Proje fikrinin Türkiye’yi temsil eden şehircilik anlayışını oluşturma isteğinden kaynaklandığını söyleyen Seçgel, turkuaz isminin ise mavi ve yeşili ve ayrıca Türkiye’yi temsil ettiği için tercih edildiğini açıkladı. Seçgel, projenin turkuaz isminden yola çıkarak da daha güzel, daha temiz, stresten daha uzak ve çevreye önem veren, iklim duyarlı şehircilik anlayışını ülkemizle buluşturmayı hedefleyerek ortaya çıkıp, geliştirildiğini söyledi. Dünyada da buna benzer örneklerin olduğuna ve bu örneklerin incelendiğine dikkat çeken Seçgel, Turkuaz Şehirler’in Türkiye’nin milli şehir markası olacağını ifade etti. Seçgel konuşmasını şöyle sürdürdü: “Yerel yönetimlerce “çevre dostu şehircilik” anlayışı doğrultusunda hazırlanacak eylem planları ile imar planlarının iklime duyarlı hazırlanması, atıkların ayrı toplanması ve güvenilir şeklide bertaraf edilmesi, atıklardan enerji elde edilmesine yönelik çalışmalar yapılması, kentin tamamında akıllı ve sürdürülebilir ulaşım seçeneklerinin sunulması, bisiklet yollarının yapılması, araç filolarında düşük karbon emisyonuna sahip araçlara yer verilmesi, yeşil alan miktarının artırılması gibi iklim değişikliği ile mücadeleye yönelik hedeflere yer verilmelidir. Yerel ölçekte belirlenecek politikaların, hazırlanacak eylem planlarının ana amacı, kent ölçeğinde sera gazı emisyonlarının hesaplanması ve azaltılması, iklim değişikliği kaynaklı riskleri minimize etmek olmalıdır. Böylece iklim değişikliğinin kısa ve uzun vadeli etkileri ile mücadele edebilen, risk yönetimi güçlü, enerji, ulaşım, konut ve arazi planlaması ve atık yönetimi gibi konuları birlikte ele alan bütüncül bir şehir yönetimi ile marka şehirler oluşturulacaktır. Çünkü şehircilik anlayışımızı, sadece toplumun sosyal ve ekonomik ihtiyaçları göz önüne alarak değil, iklim ve çevre duyarlılığını göz önünde bulunduracak şekilde şehirlerimizin şekillenmesine esas teşkil edecek enerji ve doğal kaynak tasarruflu, çevre dostu teknolojilerle imar edilen, yenilenebilir enerji kaynaklarının kullanımını önemseyen, yeni nesil projelerle bir inşa sanatı olarak ortaya koymak durumundayız.

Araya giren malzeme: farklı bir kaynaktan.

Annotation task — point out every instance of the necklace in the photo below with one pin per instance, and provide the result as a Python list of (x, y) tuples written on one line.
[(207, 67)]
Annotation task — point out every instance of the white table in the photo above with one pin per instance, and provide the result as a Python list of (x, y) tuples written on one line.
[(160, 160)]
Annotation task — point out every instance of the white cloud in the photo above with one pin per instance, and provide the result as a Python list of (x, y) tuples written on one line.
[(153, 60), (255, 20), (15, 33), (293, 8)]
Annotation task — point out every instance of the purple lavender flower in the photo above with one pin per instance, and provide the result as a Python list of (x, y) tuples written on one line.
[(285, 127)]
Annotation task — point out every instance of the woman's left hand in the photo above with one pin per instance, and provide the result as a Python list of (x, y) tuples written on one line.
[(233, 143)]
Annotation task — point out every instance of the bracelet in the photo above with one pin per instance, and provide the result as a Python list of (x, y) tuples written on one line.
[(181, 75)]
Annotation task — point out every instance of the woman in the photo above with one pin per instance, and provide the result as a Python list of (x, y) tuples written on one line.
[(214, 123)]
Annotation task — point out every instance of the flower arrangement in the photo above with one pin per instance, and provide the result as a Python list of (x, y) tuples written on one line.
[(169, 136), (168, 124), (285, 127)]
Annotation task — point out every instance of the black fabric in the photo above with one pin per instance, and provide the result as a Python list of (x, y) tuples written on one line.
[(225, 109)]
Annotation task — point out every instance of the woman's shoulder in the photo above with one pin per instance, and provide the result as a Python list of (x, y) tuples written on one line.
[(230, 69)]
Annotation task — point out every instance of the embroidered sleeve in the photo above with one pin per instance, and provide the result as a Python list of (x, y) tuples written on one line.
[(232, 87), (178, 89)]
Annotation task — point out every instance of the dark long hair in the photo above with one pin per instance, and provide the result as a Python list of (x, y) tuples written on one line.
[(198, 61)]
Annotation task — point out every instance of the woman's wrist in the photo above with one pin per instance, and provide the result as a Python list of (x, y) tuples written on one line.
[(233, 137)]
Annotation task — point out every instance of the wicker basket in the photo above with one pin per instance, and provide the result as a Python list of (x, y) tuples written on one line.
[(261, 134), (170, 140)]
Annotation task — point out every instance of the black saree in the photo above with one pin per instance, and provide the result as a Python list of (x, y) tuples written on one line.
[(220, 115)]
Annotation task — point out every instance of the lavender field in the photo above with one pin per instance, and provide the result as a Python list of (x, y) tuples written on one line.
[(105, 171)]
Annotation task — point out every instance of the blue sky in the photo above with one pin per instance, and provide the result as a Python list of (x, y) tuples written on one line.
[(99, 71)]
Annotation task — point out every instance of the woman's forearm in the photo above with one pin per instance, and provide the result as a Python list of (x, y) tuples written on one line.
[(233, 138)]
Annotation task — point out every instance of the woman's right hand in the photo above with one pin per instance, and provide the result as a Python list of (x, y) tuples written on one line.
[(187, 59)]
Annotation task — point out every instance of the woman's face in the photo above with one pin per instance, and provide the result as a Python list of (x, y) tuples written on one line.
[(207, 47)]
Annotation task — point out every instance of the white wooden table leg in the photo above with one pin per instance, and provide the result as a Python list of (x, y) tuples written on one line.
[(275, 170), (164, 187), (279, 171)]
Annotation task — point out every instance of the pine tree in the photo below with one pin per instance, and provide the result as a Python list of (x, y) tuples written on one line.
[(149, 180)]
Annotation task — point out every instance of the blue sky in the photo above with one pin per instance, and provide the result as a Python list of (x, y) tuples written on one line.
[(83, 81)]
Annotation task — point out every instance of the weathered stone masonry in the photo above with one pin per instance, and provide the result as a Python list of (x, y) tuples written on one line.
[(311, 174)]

“Ülkemizin Her Köşesinde Çalışma Yapacağız”

Turkuaz Şehirler kapsamında İstanbul, Sakarya, Bursa, Çanakkale, Ankara, Konya, Kayseri, Samsun, Trabzon, Adana, Hatay, Lefkoşa,  Kocaeli ve Antalya değerlendirilecek olan ilk iller arasında. İlk etapta belirlenen bu 14 il konusunda büyükşehir belediyelerine öncelik verildiğini ve çevre ile yaptığı başarılı çalışmaları olan şehirleri de bu projeye dâhil ettiklerini söyleyen Seçgel, belirlenen il sayısının önümüzdeki yıllarda tüm Türkiye’yi kapsayacak şekilde artırılacağının müjdesini verdi. Seçgel, “Nihai amacımız Edirne’den Kars’a, Artvin’den Antalya’ya kadar uzanan bir ölçüde ülkemizin her köşesinde bu çalışmaları başarıyla yürütebilmek” dedi.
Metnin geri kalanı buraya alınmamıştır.